BETTER-off families will no longer be able to use children centre services if council proposals get the green light.

Bury Council has unveiled plans to axe 11 full-time staff from its children’s services department to save £820,000.

A report to be considered by the all-Labour Cabinet meeting at the town hall at 6pm next Wednesday accepts there could be “significant public opposition to the proposals”.

The government is compelling Bury Council to offer 15 hours of nursery care for 38 weeks a year to the 40 per cent most deprived two-year-olds in the borough.

This amounts to 1,177 children, but there are only 687 places.

To create more places, the report proposes converting seven children’s centres into nurseries.

Six are based at the following primary schools: Butterstile and Heaton Park in Prestwich, Radcliffe Hall and St John’s in Radcliffe, and St Stephen’s and St John with St Mark, in Bury. The other is Ramsbottom Children’s Centre.

Service providers, such as schools, will bid to run them and they will cease to become known as children’s centres, as will Tottington Children’s Centre.

Meanwhile, the council is proposing to establish children’s centre hubs, designed to cover each area of the borough where the most deprived youngsters live.
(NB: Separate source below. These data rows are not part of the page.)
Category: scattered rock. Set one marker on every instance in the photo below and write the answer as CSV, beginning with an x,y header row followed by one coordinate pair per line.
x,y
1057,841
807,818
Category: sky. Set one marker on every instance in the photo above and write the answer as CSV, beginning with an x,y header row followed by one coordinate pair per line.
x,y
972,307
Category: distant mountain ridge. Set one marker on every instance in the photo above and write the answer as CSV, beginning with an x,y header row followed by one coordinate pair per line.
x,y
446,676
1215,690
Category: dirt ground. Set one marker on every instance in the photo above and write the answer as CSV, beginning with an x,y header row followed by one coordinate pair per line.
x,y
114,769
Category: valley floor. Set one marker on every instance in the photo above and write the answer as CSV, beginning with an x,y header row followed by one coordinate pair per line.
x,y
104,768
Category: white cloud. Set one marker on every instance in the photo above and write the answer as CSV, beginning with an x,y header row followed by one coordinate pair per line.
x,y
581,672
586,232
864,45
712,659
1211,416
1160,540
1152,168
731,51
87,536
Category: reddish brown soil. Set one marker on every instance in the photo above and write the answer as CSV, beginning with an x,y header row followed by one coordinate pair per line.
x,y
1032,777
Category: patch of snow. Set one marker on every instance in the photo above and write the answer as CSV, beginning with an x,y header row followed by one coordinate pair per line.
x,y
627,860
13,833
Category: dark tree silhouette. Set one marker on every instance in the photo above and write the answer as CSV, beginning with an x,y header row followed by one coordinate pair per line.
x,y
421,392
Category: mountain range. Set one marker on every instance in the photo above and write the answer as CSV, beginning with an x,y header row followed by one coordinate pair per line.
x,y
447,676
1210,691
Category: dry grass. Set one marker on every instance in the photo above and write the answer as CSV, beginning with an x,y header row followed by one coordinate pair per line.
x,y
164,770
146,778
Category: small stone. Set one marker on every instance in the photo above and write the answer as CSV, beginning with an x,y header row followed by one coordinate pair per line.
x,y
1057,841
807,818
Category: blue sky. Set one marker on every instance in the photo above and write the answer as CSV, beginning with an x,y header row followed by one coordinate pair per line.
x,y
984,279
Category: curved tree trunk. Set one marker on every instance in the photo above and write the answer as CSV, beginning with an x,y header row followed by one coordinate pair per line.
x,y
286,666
They will be at the following children’s centres: Woodbank with Elton in Brandle- sholme Road, Bury, Little Oaks in Hazel Avenue, Bury, Coronation Road in Radcliffe, Besses in Ribble Drive, Whitefield, Sedgley in Bishops Road, Prestwich, and Redvales in Dorset Drive, Bury.

The report states: “These proposals will help deliver a proposed savings target of £820,000, which has been set for the service (from April 2015).

It adds: “(There could be) significant public opposition to the proposals including opposition to move to a targeted rather than a universal service and/or conversion of sites to nursery provision.

“The strategy will provide positive support to the most vulnerable families in the borough.”

If the cabinet approves the proposals, a 12-week consultation will begin with staff, unions and service users and a final decision would expect to be made in December.